The results of this research must be seen in the light of its limitations. The group of interviewees was small because we needed to question AI experts, and the experience with AI in the overall society was limited at the time of the interviews. The expert’s knowledge might give a bias that would not be present by talking to people from the street [30].

5. Further Research

The limitations necessitate further avenues of research. The accessibility of AI tools to the public is steadily expanding, with ChatGPT achieving a historical record as the fastest-growing consumer application [31]. Consequently, conducting a quantitative study to explore the acceptance of AI-generated decisions would prove highly insightful.

The broad applicability of the four-sides model was unsurprising, given the limited time available for the development of distinct communicational behaviors when interacting with an AI. However, our emphasis hitherto has been on the sender’s perspective. It remains pertinent to investigate whether an AI, placed in the role of a recipient, could discern varying levels of communication.

Most participants in our interviews expressed a notable level of comfort with AI’s role as a decision supporter. Nonetheless, their primary focus remained on humans as the ultimate arbiters in decision-making processes.

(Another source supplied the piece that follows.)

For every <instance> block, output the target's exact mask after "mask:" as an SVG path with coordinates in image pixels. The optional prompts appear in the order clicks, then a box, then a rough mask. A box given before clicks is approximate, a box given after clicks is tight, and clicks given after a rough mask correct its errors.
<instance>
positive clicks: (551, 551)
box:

During our extensive interview sessions, we encountered an individual who displayed a highly positive outlook regarding AI’s potential as a decision-maker. This optimism stemmed from the belief that an AI, in comparison to a human decision-maker, would be less susceptible to the influence of discriminatory tendencies. This aspect presents an intriguing avenue for future research: exploring whether AI, by its nature, possesses greater objectivity in decision-making processes compared to humans.

6. Conclusions

This study reveals that the four-sides model proves suitable for analyzing communication between an AI sender and a human receiver. However, we have identified transparency as a pivotal factor in ensuring a high level of acceptance in the context of AI’s role in decision-making processes. To analyze achieved acceptance, the well-established technology acceptance models (TAMs) can be utilized, albeit with the incorporation of additional factors necessitated by the need for heightened transparency.

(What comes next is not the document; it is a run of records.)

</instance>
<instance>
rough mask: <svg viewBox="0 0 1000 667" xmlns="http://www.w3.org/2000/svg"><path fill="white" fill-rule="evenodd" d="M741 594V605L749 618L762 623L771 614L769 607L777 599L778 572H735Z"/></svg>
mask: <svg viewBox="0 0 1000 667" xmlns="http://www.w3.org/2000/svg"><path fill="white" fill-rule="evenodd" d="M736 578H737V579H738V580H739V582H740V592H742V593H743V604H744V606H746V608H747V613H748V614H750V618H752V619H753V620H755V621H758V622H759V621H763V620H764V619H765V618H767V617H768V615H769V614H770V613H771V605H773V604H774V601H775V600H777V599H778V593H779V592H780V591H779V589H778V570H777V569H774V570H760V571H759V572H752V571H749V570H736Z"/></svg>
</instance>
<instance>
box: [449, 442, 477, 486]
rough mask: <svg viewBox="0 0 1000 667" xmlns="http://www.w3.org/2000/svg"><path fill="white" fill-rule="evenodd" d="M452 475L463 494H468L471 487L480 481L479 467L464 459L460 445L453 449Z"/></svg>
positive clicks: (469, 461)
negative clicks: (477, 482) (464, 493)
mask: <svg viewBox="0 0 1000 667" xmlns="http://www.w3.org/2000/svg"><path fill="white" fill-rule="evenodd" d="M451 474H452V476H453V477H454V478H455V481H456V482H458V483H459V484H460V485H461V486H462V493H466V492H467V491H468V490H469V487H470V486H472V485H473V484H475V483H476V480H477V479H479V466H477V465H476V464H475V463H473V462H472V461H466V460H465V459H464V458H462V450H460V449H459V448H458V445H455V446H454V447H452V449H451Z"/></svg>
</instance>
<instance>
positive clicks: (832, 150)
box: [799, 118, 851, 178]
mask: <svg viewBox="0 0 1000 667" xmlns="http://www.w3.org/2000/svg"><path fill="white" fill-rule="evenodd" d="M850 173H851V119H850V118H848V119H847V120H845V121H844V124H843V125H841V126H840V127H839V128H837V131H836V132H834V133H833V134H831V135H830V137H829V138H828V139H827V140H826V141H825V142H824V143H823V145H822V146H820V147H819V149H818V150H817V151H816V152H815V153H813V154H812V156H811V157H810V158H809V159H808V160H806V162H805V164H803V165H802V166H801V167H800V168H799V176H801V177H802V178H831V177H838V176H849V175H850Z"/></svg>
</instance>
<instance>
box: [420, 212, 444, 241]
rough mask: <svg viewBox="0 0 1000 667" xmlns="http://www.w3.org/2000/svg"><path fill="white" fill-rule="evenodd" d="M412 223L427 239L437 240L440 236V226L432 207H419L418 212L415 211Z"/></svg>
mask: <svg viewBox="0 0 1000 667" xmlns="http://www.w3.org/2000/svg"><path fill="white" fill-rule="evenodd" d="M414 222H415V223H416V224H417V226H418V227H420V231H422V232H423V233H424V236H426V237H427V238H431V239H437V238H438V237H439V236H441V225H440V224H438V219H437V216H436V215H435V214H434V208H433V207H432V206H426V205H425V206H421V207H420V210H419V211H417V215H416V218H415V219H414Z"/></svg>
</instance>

Despite the limitations imposed by a relatively small group of interviewees, our findings indicate that we possess adequate groundwork to delve into the analysis of AI–human communication. Moreover, we have garnered valuable insights on its potential application within the domain of higher education, particularly concerning the evaluation of academic theses. Notably, the notion that AI could mitigate the individual biases of an examiner in the grading process of bachelor’s or master’s theses opens intriguing and valuable avenues for the application of artificial intelligence in this realm. The description of modifications made to the existing models warrants further investigation by the academic community.